Paul connects sin’s embodied nature to what this translation calls the body’s “passions.” This needs a bit of unpacking, both since for twenty-first century English speakers, “passion” is a positive word, and since the word in Greek isn’t the normal word for passion.

The word Paul uses is epithymia, which is often translated as ‘desire’ but which can perhaps best be thought of as ‘appetite’. It’s a desire that isn’t based in cognition or active willing or wanting, but desire on an instinctive level: a craving for a particular food, the impulse to punch someone who is bothering us, or feeling horny (for lack of a more formal word). This is different from, but closely connected to, the ancient understanding of passion. Whereas for us the word ‘passion’ is about excitement for something we care about, for the ancients it was about passivity: To be ‘passionate’ meant to lose control of those bodily appetites: to let them hold sway, to be swept out to sea by these unpredictable currents.

So what Paul is saying here is that, left to their own devices, our appetites and instincts are going to control our bodily reactions, and that, more often than not, this leads us to harm our relationships, and therefore, to sin. What we need is a clean break from these old ways of being in the world. And for Paul, that means actively presenting ourselves — heart, mind, and body — to God.

But how? If, as Paul and trauma-informed educators like Resmaa Menakem agree, our problems are as much in our bodies as in our minds, where do we begin?

As a beginning, Menakem suggests some simple embodiment practices to allow us to remain in uncomfortable or potentially triggering situations: conscious breathing, humming or ‘ohm’ing, chanting and singing, rocking, or rubbing your belly (or some similar physical touchstone).
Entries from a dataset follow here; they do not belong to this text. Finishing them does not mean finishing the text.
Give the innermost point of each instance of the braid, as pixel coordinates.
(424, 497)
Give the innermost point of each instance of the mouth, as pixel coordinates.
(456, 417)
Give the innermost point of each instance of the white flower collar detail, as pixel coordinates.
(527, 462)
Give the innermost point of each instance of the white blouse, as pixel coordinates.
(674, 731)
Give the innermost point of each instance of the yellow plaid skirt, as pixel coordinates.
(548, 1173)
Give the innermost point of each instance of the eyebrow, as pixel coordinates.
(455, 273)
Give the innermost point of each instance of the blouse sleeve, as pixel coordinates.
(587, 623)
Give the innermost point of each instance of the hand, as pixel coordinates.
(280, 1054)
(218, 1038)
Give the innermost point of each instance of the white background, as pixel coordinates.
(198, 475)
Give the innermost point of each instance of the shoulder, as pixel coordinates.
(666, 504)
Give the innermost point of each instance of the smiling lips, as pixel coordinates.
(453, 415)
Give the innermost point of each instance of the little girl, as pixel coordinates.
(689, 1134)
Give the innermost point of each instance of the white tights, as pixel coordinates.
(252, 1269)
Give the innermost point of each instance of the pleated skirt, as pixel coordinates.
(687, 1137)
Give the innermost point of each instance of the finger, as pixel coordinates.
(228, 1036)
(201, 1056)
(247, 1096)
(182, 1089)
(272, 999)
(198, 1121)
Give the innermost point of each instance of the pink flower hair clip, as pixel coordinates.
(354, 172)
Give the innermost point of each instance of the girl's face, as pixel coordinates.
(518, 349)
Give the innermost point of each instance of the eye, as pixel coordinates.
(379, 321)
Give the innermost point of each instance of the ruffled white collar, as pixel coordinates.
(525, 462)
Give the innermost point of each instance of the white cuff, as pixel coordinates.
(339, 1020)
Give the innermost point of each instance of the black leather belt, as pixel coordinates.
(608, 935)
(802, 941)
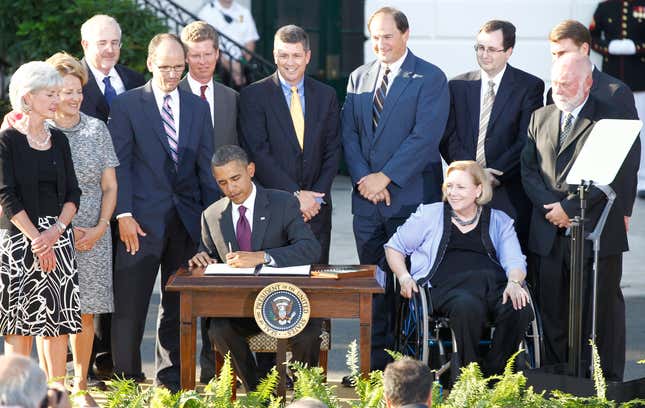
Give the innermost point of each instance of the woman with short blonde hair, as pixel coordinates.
(467, 256)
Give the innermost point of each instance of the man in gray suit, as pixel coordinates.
(261, 226)
(202, 52)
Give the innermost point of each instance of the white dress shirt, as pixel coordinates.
(115, 79)
(484, 88)
(174, 104)
(249, 203)
(395, 67)
(195, 86)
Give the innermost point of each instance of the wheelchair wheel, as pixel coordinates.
(412, 330)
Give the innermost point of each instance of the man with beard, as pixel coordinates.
(556, 134)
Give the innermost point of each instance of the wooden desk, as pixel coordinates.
(233, 296)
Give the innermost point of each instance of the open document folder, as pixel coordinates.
(261, 270)
(604, 151)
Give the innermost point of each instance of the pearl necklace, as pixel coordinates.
(44, 142)
(465, 223)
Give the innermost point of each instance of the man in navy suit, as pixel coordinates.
(392, 123)
(489, 113)
(101, 42)
(163, 138)
(289, 125)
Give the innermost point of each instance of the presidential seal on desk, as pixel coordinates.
(281, 310)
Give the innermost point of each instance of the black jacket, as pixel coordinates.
(19, 176)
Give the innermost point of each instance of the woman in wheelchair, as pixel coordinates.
(469, 257)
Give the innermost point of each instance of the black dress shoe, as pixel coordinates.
(103, 366)
(98, 384)
(347, 381)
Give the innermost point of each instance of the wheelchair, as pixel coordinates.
(428, 338)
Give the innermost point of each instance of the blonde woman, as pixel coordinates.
(469, 258)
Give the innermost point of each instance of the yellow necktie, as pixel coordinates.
(297, 116)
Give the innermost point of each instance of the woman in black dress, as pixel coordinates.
(39, 196)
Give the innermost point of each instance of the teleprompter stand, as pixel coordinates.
(608, 143)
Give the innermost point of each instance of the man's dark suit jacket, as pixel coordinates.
(149, 184)
(94, 103)
(519, 94)
(278, 229)
(226, 104)
(268, 135)
(544, 171)
(616, 93)
(405, 145)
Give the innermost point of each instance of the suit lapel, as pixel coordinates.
(151, 112)
(400, 82)
(504, 91)
(473, 95)
(185, 120)
(368, 88)
(260, 218)
(311, 116)
(94, 90)
(281, 110)
(595, 78)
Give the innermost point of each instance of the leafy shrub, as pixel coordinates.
(472, 389)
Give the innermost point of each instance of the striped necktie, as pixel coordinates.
(379, 99)
(566, 129)
(484, 116)
(169, 126)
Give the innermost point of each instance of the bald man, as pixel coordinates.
(556, 134)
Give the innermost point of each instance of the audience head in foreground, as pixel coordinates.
(407, 382)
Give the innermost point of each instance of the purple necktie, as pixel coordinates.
(243, 231)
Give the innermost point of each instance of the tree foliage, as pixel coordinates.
(36, 29)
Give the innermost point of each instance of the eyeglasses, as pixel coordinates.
(103, 44)
(167, 68)
(480, 49)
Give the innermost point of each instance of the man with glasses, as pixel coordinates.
(163, 138)
(489, 114)
(101, 42)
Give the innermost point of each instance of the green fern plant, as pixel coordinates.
(263, 394)
(369, 390)
(310, 382)
(127, 394)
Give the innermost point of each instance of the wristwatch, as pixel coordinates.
(61, 227)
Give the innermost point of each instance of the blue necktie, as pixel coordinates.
(110, 92)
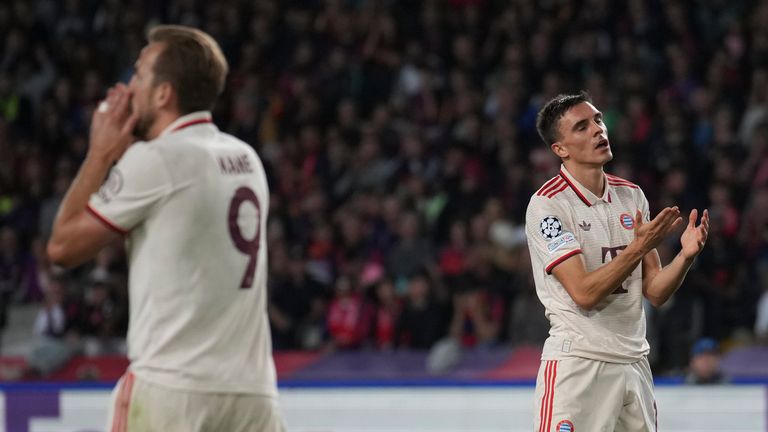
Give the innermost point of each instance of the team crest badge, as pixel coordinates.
(626, 221)
(565, 426)
(551, 227)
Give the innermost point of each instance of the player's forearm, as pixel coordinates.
(596, 285)
(668, 280)
(88, 180)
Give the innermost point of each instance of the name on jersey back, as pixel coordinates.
(231, 165)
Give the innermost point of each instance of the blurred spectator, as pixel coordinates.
(349, 315)
(11, 269)
(400, 136)
(102, 319)
(387, 314)
(422, 320)
(704, 366)
(56, 339)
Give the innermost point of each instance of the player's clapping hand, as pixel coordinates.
(112, 124)
(654, 232)
(694, 237)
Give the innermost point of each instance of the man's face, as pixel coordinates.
(583, 136)
(143, 87)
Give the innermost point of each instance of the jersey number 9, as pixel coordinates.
(246, 246)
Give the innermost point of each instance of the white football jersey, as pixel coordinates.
(193, 206)
(565, 219)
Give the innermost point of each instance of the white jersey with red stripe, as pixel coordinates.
(193, 205)
(564, 219)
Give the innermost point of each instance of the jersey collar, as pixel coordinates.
(582, 192)
(191, 119)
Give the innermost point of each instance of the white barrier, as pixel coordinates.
(406, 409)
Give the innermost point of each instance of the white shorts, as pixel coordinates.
(139, 406)
(582, 395)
What’s interesting to me is how similar these are to so many of ancient faith traditions’ sacred practices: Meditation uses conscious breathing to bring us into greater awareness of and capacity to sit with what is going on in and around us; humming and ‘ohm’ing resonate throughout our bodies and are a part of meditative, chant, and singing traditions throughout the world; rocking is used in many prayer traditions, particularly in Judaism and Sufi Islam. Faith traditions offer other practices to help us stay with our embodied experience and gain some degree of active dialog with (even if most of don’t get to mastery over) our appetites, such as prostrations and fasting.

The goal of such practices is to give us greater awareness in our circumstances, and to give us tools that help us press pause when our bodies are triggered to impulsive reactivity instead of conscious responsiveness. Victor Frankl is often quoted as saying that there is a space in between a stimulus and our reaction to it, and that “In that space is our power to choose our response. In our response lies our growth and our freedom.”* Sacred embodiment practices give us practice engaging with that space between stimulus and reaction. Even if it’s just a toehold or a wedge; it’s at least a good and necessary beginning that gives us a fighting chance at responding with intention instead of reacting on impulse.
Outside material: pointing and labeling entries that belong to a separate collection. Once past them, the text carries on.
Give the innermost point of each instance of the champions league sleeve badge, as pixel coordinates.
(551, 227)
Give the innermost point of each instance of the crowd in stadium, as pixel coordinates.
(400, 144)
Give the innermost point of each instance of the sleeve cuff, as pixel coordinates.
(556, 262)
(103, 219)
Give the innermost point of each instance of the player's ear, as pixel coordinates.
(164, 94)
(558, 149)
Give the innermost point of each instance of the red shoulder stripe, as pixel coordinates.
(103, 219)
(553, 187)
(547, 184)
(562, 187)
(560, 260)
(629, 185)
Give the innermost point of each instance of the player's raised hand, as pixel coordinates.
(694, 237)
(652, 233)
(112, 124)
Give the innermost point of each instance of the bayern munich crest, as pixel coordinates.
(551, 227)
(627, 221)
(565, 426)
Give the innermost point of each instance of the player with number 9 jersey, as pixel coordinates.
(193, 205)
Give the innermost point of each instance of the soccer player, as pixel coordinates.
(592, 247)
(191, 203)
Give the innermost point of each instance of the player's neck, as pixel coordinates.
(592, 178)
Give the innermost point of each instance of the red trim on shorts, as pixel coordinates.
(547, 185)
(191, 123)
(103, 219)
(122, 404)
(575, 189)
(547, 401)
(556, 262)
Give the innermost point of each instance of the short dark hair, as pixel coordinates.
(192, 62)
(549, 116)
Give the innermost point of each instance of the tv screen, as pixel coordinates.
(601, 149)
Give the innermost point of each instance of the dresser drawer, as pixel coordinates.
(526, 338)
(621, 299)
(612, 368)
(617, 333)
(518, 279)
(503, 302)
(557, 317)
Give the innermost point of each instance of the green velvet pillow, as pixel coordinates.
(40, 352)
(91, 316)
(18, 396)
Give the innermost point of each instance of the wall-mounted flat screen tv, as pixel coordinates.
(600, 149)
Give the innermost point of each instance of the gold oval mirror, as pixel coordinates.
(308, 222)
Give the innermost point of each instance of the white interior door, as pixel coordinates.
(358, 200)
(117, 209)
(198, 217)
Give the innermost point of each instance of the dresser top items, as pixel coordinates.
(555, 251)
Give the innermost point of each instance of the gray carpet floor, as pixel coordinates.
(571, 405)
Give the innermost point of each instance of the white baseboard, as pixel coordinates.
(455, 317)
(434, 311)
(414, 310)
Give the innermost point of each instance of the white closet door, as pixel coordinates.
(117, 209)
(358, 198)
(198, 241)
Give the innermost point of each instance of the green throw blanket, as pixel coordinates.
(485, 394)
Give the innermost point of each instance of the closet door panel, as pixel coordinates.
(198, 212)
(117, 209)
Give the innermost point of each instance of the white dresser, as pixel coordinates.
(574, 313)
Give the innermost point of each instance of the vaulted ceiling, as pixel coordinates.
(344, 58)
So, what is the point of all this? For me this week, I hear Paul’s warning against sin reigning in our bodies through our passivity towards our instinctive desires for comfort and ease. It is a helpful reminder that we are, in fact, embodied creatures, essentially not incidentally. We aren’t disembodied souls trapped in a physical cage, but are, part and parcel, soul and body together. Life is often uncomfortable, and we feel that deeply in our bodies. And our bodies often have a mind of their own. This is true as much when it comes to really hard social or societal conflicts, like racism, as for our own personal struggles against our appetites. But the good news is we can learn to work with that.

We can learn to be with our discomfort and to work with that space between stimulus and reaction. And ultimately, learn to respond in healthier ways.

*I have yet to find the proper citation for this quote; but if he did not in fact say it, it is at least very much in keeping with his philosophy, as expressed throughout his magnificent Man’s Search for Meaning.